Rosemarinus officinalis

Other Names:  Incensier, Dew of the Sea, Rose of the Sea, Sea Mist, Sea Dew, Ros Maris, Rosmarie, Guardrobe. Mary's Mantle, Polar Plant, Compass Plant, Romarin, Romero, Rosemarino.

Planetary Ruler:   The Sun

Element: Fire

Gender: Masculine

Powers: Protection, Love, Lust, Mental powers, Exorcism, Purification, Healing, Sleep, Youth.

Rosemary is one of my favourite herbs, it is a hardy, evergreen perennial that grows between 3-6 ft.  It is native to the Mediterranean and was said to have been brought to Britain by the Roman's. It is now grown throughout the world, and is a popular ornamental, culinary and magical plant. Rosmarinus is from the Latin meaning 'Dew of the Sea'.

Rosemary has a reputation of improving concentration and memory, Greek students would braid it into their hair to help them with their exams. It has long been associated with remembrance and is often used in funeral wreaths or placed in coffins to signify that the dead will not be forgotten.

Rosemary can be hung up around the home for protection against thieves, evil spirits and negative energies, which makes it a great addition to any protection bags/pouches or bottles. It can also be placed beneath your pillow to keep away nightmares and to remember your dreams.
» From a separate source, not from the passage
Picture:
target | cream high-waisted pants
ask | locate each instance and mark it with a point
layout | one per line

Powdered rosemary kept under the bed is said to keep a couple together, and hung-over cradles, it will deter faeries from stealing babies, although it is also said to attract faeries and elves!
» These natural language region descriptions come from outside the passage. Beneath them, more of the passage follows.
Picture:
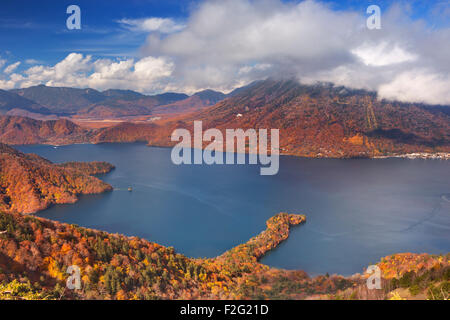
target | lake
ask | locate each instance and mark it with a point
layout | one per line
(358, 210)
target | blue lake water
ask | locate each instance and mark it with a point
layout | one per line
(357, 210)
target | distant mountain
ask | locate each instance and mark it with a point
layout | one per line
(9, 101)
(331, 121)
(113, 103)
(29, 183)
(122, 94)
(20, 130)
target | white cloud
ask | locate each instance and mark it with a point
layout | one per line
(11, 67)
(163, 25)
(224, 40)
(31, 61)
(228, 43)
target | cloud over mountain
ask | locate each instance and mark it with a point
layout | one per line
(225, 44)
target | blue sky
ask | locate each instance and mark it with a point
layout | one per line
(153, 46)
(36, 30)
Rosemary can be used in spells for fidelity, memory and to dispel jealousy. It is perfect for purifying ritual baths, and used an incense during past life meditations.

A sprig of Rosemary, wrapped in cotton and tied around your right arm is said to dispel depression and keep you merry and bright; and in the middle ages it was worn around the neck to protect against the plague. Along with Rue, it was placed in Courts of Justice as a preventative from the contagion of gaol fever.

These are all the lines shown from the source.